In today’s sales scenarios, it is very typical to have some type of a mixture between salary and commissions. Here, a basic salary is received by the salesperson for his/her effort contributed towards the maintenance of accounts and the conduction of other non-profit making activities. However, he/she also gets compensation in the form of commissions for achieving additional business goals.
The nature of the mixture can vary within anywhere from a higher basic pay scale with a limited commission to a significantly lower basic salary with a significantly higher potential commission.
A salary and bonus plan is almost similar to a salary and commission type of compensation plan. The basic difference between these two categories is that a bonus usually refers to a percentage of the salary (contrary to a percentage of the total sales), which may be awarded based on the achievement of the present goals.

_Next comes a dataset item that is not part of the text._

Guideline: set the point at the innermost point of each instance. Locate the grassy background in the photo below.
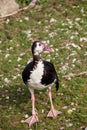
(63, 25)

One other difference between these two programs is that the salespeople working under most of the bonus plans usually have a lower level of effect on the sale. Like in the commissions plan, here too the companies may promote or demote. Still, it would analogous to the percentage of the salary and not to the revenue, profits, or other monetary parameters.
This is yet another type of a salary plan. In the case of a draw, the company pays money to the employee in advance. Then, the money is repaid by the employee from the amount of money earned by the employee in the future.
Typically, this is a kind of a legally bound loan, that the employee owes to the company. Head hunters often work on this model and sometimes certain salespersons are offered a similar deal.